1: In groups of three it happens that two people start talking about a topic knowing that the third person is not interested in and has nothing to contribute to it. Some people think this is rude and it is hence o.k. if the third person complains about it (A). Other people think it's o.k. and it is rude if the third person complains about it (B).
2: When a first person tells a second person about a serious personal problem that s/he has and that not a lot can be done about, sometimes the second person will tell the first about having been in a similar situation, what s/he felt about that, etc. Some people think this is a welcome attempt by the second person to relate to the first person's problem, show her/him s/he's not alone, etc. (A). Other people think this is a sign that the second person is self-centred, shows no real interest in the first person's well-being, etc. (B).
You can consider this a pitfall warning.
Hypothesis (i.e., blatant generalization of casual observations in conjunction with the use of stereotypes): In both cases, the female-to-male ratio will be above 1 in group A and below 1 in group B.
Nothing as Useful as a Bad Theory
4 years ago
3 comments:
It would be interesting to design an experiment to test your hypotheses. If you did so, I think you would have to take several variables into account. Consider two extreme scenarios.
Scenario 1. A has been seeking B out because B is the only person who can help A with a particular question. A has met B, but has not yet had a chance to raise the question, when C joins them unexpectedly. C begins making idle conversation. A turns to C, explains the situation, and asks C's permission to raise the question. C grants permission.
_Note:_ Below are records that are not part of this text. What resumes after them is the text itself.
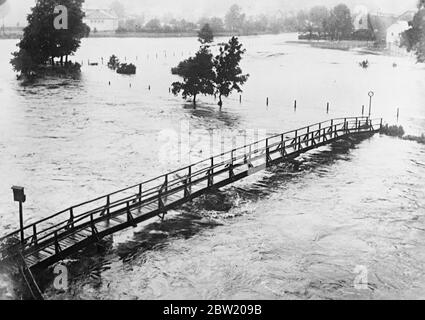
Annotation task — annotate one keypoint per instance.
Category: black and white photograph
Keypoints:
(225, 150)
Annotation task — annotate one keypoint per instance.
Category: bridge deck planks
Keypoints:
(221, 176)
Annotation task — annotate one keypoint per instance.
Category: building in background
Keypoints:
(394, 33)
(101, 20)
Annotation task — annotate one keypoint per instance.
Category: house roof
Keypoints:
(407, 16)
(100, 14)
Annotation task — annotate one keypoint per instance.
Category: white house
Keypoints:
(101, 20)
(394, 33)
(361, 22)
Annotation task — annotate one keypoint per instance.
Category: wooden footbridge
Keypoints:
(55, 238)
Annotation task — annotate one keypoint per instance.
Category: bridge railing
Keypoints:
(179, 181)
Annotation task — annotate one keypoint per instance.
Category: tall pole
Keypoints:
(371, 94)
(21, 222)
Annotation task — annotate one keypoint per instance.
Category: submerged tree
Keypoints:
(228, 73)
(206, 35)
(414, 38)
(340, 24)
(198, 75)
(43, 41)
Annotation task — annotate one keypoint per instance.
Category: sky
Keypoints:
(194, 9)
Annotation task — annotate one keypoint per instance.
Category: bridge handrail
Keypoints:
(179, 180)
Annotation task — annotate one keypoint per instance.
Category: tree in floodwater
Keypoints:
(206, 35)
(198, 75)
(414, 38)
(228, 73)
(340, 23)
(43, 41)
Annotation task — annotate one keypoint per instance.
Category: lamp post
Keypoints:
(371, 94)
(19, 196)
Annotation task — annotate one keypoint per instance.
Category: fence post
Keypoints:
(267, 153)
(211, 173)
(296, 138)
(108, 203)
(34, 230)
(71, 217)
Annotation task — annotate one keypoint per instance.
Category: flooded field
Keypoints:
(295, 232)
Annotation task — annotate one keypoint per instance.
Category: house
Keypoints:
(407, 16)
(101, 20)
(379, 24)
(394, 33)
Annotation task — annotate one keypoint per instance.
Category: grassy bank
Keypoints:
(344, 45)
(113, 34)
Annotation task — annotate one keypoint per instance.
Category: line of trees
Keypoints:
(334, 23)
(42, 43)
(414, 38)
(207, 74)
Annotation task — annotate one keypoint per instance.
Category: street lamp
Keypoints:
(19, 196)
(371, 94)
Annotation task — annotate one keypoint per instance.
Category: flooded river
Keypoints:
(294, 232)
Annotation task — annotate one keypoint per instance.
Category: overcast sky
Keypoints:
(193, 9)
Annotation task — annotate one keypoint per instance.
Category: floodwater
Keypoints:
(308, 230)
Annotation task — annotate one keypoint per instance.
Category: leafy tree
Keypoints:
(198, 75)
(340, 24)
(42, 42)
(228, 73)
(216, 24)
(234, 18)
(113, 62)
(302, 20)
(153, 25)
(414, 38)
(118, 8)
(206, 35)
(319, 15)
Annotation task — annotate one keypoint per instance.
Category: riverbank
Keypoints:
(344, 45)
(113, 34)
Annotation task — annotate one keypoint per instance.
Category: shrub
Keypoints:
(393, 131)
(126, 68)
(113, 62)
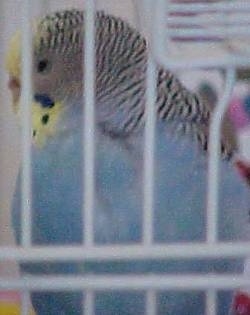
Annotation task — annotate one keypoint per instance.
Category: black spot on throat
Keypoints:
(45, 119)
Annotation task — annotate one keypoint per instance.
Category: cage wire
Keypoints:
(171, 27)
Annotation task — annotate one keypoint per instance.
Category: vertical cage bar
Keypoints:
(148, 179)
(151, 308)
(89, 303)
(25, 102)
(25, 303)
(89, 120)
(210, 302)
(213, 162)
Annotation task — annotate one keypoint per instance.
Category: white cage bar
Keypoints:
(26, 97)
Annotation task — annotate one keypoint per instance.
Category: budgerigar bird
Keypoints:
(180, 167)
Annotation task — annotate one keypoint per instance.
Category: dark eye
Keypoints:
(42, 65)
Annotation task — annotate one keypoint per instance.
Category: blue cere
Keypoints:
(44, 100)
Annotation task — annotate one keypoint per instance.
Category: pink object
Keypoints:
(241, 304)
(237, 114)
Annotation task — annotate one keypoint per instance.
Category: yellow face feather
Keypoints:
(44, 120)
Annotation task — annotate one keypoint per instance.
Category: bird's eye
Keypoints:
(43, 65)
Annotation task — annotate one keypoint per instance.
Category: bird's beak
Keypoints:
(243, 168)
(15, 88)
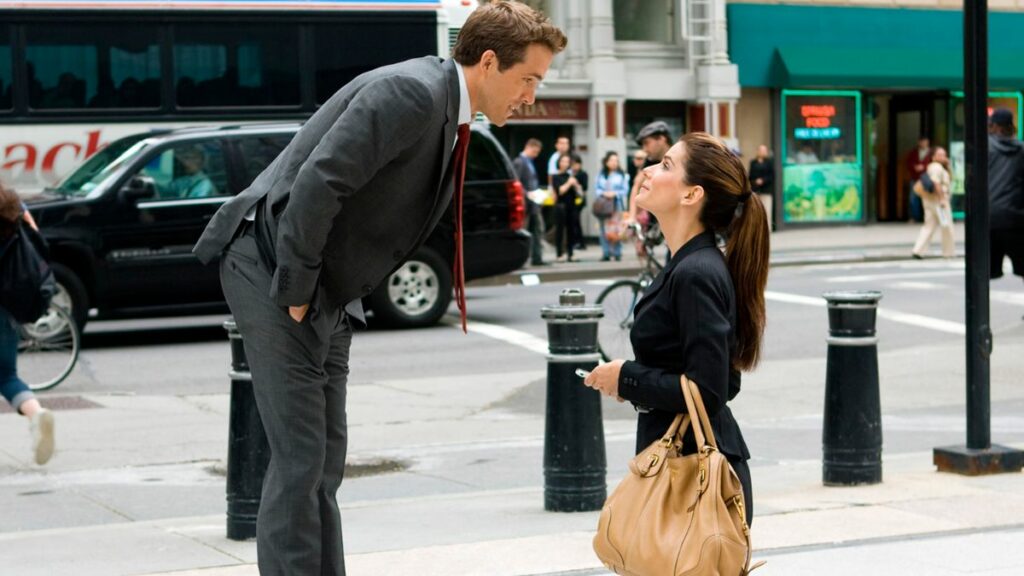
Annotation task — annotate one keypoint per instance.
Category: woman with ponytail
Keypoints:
(705, 315)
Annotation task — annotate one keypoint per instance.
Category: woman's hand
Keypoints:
(604, 378)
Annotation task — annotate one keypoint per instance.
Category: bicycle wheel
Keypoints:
(617, 300)
(47, 350)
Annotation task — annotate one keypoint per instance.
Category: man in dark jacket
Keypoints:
(525, 171)
(1006, 193)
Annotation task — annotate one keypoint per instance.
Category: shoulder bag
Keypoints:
(677, 515)
(27, 283)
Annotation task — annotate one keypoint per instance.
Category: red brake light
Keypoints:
(517, 207)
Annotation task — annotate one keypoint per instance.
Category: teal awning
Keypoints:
(837, 47)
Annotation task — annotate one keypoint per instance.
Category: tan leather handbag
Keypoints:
(676, 515)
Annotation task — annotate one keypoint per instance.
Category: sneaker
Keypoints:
(42, 436)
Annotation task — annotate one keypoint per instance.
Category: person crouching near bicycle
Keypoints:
(12, 216)
(704, 316)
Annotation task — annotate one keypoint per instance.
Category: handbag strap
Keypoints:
(698, 415)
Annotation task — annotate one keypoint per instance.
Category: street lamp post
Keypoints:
(979, 455)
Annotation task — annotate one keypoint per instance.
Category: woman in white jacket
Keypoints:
(938, 212)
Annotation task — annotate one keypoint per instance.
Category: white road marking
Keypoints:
(899, 276)
(892, 316)
(1016, 298)
(918, 286)
(507, 335)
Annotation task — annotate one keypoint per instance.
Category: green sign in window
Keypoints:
(822, 176)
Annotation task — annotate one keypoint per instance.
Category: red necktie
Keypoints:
(459, 273)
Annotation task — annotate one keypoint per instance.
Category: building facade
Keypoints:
(629, 63)
(842, 91)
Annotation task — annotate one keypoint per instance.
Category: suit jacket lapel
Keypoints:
(452, 122)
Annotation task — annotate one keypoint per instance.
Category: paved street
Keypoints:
(461, 416)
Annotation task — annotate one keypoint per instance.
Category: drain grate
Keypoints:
(58, 403)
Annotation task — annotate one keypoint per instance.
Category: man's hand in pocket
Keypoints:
(298, 313)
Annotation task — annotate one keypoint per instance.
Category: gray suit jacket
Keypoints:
(359, 188)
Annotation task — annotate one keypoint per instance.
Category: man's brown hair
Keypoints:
(508, 29)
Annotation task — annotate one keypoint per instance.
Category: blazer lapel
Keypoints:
(452, 122)
(706, 240)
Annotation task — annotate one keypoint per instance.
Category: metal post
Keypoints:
(248, 452)
(852, 434)
(574, 462)
(978, 456)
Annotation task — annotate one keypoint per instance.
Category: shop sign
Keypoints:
(564, 110)
(822, 172)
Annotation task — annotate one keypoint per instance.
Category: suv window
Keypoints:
(481, 163)
(257, 153)
(188, 170)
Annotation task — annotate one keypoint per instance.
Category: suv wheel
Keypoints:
(415, 295)
(71, 294)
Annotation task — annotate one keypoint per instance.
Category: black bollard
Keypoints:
(248, 452)
(574, 462)
(852, 433)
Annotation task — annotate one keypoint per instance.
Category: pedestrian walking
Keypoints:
(611, 192)
(563, 147)
(583, 184)
(704, 316)
(525, 171)
(916, 162)
(565, 187)
(351, 197)
(937, 207)
(638, 162)
(762, 174)
(1006, 194)
(14, 219)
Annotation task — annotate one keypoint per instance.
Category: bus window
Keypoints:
(217, 66)
(6, 70)
(368, 45)
(92, 67)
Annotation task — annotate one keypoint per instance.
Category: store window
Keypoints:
(644, 21)
(216, 66)
(822, 177)
(1010, 100)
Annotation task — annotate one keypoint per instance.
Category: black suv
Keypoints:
(122, 227)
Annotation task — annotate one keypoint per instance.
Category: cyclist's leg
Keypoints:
(13, 388)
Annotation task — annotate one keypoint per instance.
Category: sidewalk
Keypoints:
(838, 244)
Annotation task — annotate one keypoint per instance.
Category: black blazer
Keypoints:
(685, 324)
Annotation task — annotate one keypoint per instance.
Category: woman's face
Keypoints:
(665, 188)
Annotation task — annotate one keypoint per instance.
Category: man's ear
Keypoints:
(488, 60)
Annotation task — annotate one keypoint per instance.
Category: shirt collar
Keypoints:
(465, 108)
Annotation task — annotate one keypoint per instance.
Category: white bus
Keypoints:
(76, 75)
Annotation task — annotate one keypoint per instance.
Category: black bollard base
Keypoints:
(574, 491)
(968, 461)
(845, 474)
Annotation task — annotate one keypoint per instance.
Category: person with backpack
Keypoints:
(13, 222)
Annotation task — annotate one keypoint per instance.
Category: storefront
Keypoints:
(842, 96)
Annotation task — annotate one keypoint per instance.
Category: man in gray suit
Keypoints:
(357, 190)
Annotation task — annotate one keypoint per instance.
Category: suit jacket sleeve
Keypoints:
(701, 311)
(381, 121)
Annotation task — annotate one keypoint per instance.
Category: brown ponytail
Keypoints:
(732, 211)
(10, 211)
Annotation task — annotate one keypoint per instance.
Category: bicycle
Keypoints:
(47, 348)
(622, 296)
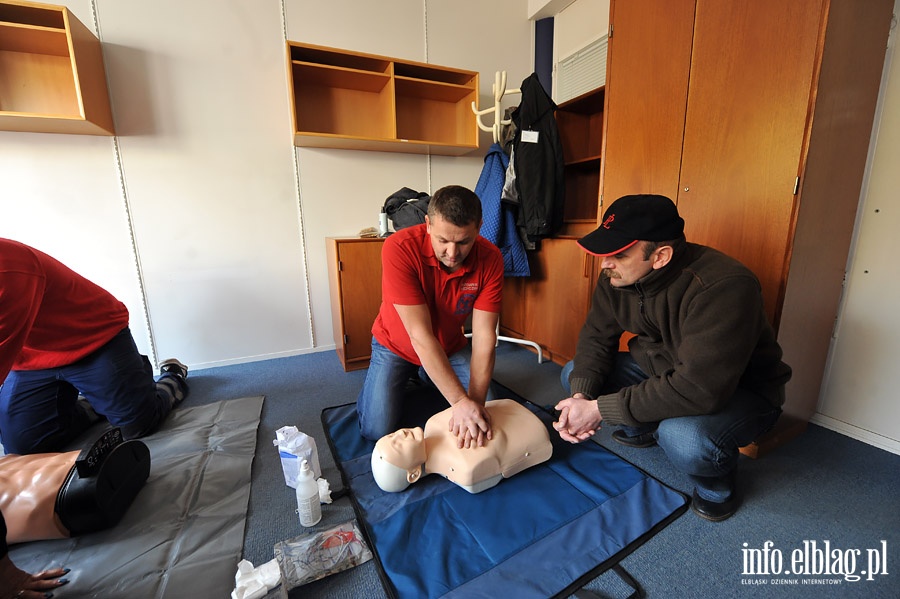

A raises the question with B. A and B discuss the question, making occasional attempts to offer explanations to C.
Scenario 2. A sees B and C. B and C are a married couple. B was once a chess champion, and has just been released from prison. C knows nothing about chess, in fact hates any mention of the game, but loves B intensely and is overjoyed to be reuntied with B. A walks up to them, stands between them, faces B, ignoring C, and asks B one question after another about technical matters relating to chess.
Now I suspect that there would be very little variation between male and female respondents asked to evaluate the behavior of A in these two cases! But it would be a challenge to construct more closely balanced cases.
Your scenarios are extreme indeed. I was thinking of run-of-the-mill situations that contain nobody having just been released from prison, hating a certain topic or asking permission to discuss topic X. That's what the hypotheses are supposed to apply to. I agree that in a serious social psychology article such underlying assumptions should be made explicit.
To be sure. I think that among the first questions we should ask in constructing more balanced cases is: What level of attention does each party to the conversation have a right to expect to receive from the other two parties?
In scenario 1, A has need of B's expertise and may have a right to expect that B will give his or her undivided attention to a question within that expertise. C, meanwhile, has a right to expect that A and B will formally acknowledgement his or her presence, but may not have a right to expect more than that.
In scenario 2, it is doubtful that A has a right to expect even that B and C will formally acknowledge his or her presence. B and C, meanwhile, have the right to expect intense attention from one another. If for whatever reason B is required to pay attention to any third person, C has a right to expect that third person also to pay attention to C. By A's attempt to claim B's undivided attention and his failure to pay attention to C, A is doing an injustice to B and C.